Demandé : recteur d’université

Magazine Courants, mai-juin-juillet 1991

« ll s’agit probablement du travail, le plus exigeant qui soit aux États-Unis. » À lire cette déclaration, vous pensez sûrement à des fonctions comme président des États-Unis, de General Motors ou de Federal Reserve Bank. Eh bien non, il s’agit du poste de recteur d’université. Quoi ? Voilà un poste au contraire prestigieux, bien rémunéré, permet au titulaire de jouir d’avantages considérables (chauffeur cuisinier), de se promener de coquetel en réception et d’avoir ses entrées dans tous les milieux. Pourtant, Robert Rosenzweig sait de quoi il parle : il est le préside de l’Association des universités américaines. Diriger une université « ressemble à la fois aux fonctions de président d’entreprise et de politicien, mais sans les pouvoirs du président et l’influence du politicien », dit-il, dans une entrevue parue dans le magazine Newsweek.

À preuve, deux personnages bien en vue, l’un ancien conseiller à la Maison-Blanche, l’autre cadre universitaire, ont récemment refusé le poste de recteur de l’université Brandeis, de Boston, une chose qui ne s’était jamais vue il y a quelques années. C’est que le poste de recteur est devenu beaucoup plus complexe et plusieurs considèrent que le prestige rattaché au poste ne compense plus pour le contenu de la tâche.

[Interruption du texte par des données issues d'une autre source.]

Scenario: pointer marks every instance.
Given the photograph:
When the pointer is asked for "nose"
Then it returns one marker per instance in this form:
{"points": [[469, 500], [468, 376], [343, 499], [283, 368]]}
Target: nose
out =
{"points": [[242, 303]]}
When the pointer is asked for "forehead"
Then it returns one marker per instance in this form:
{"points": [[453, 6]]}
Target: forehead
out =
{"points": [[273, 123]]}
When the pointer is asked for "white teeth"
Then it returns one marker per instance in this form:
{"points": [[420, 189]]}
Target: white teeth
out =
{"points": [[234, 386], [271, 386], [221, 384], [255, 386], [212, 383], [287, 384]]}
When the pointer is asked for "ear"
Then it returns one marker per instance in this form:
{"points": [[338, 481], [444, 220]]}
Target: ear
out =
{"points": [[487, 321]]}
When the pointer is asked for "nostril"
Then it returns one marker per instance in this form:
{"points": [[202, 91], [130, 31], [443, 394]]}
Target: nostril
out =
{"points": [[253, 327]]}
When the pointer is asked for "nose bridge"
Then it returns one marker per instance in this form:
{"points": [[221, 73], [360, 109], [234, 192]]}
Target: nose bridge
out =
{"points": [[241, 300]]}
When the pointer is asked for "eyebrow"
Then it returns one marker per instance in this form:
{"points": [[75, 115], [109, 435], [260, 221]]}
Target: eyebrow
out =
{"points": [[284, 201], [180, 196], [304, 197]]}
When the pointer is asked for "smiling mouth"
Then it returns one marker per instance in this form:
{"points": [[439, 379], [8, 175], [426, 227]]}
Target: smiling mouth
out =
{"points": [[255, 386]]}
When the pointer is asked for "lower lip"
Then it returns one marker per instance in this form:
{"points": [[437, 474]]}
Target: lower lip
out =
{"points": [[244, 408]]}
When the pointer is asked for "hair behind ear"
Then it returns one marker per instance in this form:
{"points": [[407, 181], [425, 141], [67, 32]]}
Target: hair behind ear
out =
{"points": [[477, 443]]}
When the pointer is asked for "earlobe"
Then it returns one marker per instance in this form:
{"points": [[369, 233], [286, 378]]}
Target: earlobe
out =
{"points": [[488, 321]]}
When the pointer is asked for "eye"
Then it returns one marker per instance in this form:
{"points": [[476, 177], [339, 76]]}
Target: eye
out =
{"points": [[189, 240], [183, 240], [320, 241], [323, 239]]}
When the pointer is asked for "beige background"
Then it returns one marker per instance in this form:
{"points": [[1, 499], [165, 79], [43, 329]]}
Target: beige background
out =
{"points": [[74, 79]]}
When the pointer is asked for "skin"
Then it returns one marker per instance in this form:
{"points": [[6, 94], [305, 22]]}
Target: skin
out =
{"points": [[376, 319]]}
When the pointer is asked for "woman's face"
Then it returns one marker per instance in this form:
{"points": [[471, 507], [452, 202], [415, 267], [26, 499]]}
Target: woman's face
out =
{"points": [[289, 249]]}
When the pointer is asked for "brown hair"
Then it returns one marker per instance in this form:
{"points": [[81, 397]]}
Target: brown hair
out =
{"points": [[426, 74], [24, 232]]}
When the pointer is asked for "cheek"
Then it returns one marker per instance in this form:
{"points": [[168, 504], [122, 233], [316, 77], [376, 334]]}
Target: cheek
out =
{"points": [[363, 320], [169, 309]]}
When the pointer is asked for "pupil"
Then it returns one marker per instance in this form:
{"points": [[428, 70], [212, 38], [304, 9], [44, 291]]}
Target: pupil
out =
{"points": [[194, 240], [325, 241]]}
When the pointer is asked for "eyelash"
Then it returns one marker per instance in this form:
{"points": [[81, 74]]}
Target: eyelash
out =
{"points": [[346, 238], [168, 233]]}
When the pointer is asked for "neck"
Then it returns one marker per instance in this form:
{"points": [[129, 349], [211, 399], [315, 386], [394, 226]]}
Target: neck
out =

Aujourd’hui, en effet, les recteurs doivent se débattre au milieu de montagnes de dettes tout en devant manoeuvrer au-dessus des luttes continuelles de pouvoir entre les divers départements. Résultat : plusieurs recteurs sont aux prises avec des problèmes familiaux ou de santé, en raison du stress grandissant relié à l’emploi. Même la plus célèbre université américaine, Harvard, a du mal à recruter : son nouveau recteur, Neil Rudenstine, 56 ans, a réfléchi pendant une semaine avant d’accepter l’offre finale de l’université.